Maud Rachel Boyd (1 February 1867 - 23 February 1929) was an English actress and singer known for musical theatre and principal boy roles in pantomime.

==Life and career==
Boyd was born in 1867 at Chorlton-on-Medlock in Manchester, the daughter of James Boyd (1840–1870) and Elizabeth Montgomery née Hodgson (1834–1921). In 1881 aged 13 she was a boarder at Adelphi House Convent, a Catholic girls' school in Salford in Greater Manchester that was run by nuns. On the curriculum was music.

Lawrence Rea (left), Walter Passmore, Ruth Vincent and Boyd (right) in Leedham Bantock's The Belle of Brittany (1908)

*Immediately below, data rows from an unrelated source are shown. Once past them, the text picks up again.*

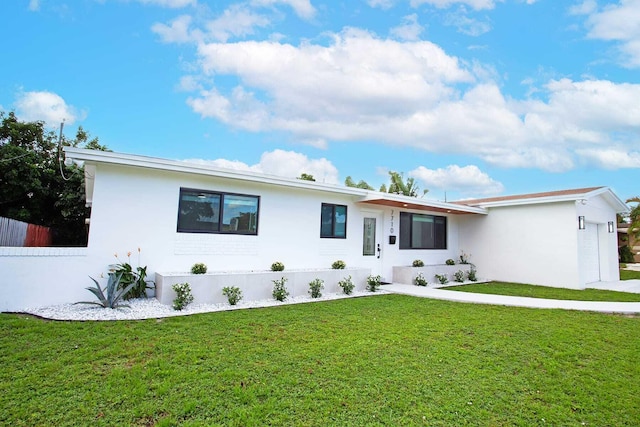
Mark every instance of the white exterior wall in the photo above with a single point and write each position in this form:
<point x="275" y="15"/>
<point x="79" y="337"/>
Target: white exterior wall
<point x="535" y="244"/>
<point x="137" y="208"/>
<point x="540" y="244"/>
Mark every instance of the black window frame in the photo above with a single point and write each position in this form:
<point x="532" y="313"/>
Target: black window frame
<point x="332" y="234"/>
<point x="440" y="231"/>
<point x="220" y="213"/>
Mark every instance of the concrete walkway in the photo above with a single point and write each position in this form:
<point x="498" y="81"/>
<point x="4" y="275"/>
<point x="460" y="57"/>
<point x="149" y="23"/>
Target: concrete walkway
<point x="602" y="307"/>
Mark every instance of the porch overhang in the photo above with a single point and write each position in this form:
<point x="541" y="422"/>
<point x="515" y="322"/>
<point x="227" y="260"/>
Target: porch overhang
<point x="412" y="203"/>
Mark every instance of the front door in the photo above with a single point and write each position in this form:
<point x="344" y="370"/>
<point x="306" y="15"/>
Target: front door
<point x="372" y="250"/>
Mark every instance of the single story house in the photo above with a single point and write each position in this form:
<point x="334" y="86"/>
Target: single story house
<point x="180" y="213"/>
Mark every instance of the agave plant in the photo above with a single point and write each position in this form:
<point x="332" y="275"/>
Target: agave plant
<point x="113" y="297"/>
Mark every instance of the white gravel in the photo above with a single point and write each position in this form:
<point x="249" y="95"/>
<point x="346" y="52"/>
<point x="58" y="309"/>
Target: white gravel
<point x="151" y="308"/>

As a pantomime principal boy she played Prince Charming in Little Red Riding Hood at the Gaiety Theatre, Dublin in December 1893, the title role in the panto Robin Hood, while over Christmas 1894 she was in Babes in the Wood in Liverpool. Christmas 1895 found her in pantomime at the Theatre Royal in Hull From December 1897 she played Alice in Dick Whittington at the Alexandra Theatre in Stoke Newington. In Dublin in 1899 she recorded "The Golden Isle" from A Greek Slave for the Gramophone Company, but it was not released. In Manchester in February 1900 she appeared in The Forty Thieves at the Theatre Royal.

She was Sir Peterborough Court in Cinder Ellen up too Late at the Gaiety Theatre (1891), Kitt in Kitty Grey at the Apollo Theatre (1901), Lady Chaldicott in The Belle of Mayfair at the Vaudeville Theatre (1906), Madame Poquelin in The Belle of Brittany at the Queen's Theatre (1908), and Friedrike in A Waltz Dream at Hicks Theatre (1908).

Boyd died in a nursing home in Manchester in 1929 aged 61. She was buried in the Southern Cemetery in Manchester. She never married, and in her will she left £302 7s 8d to her half brother.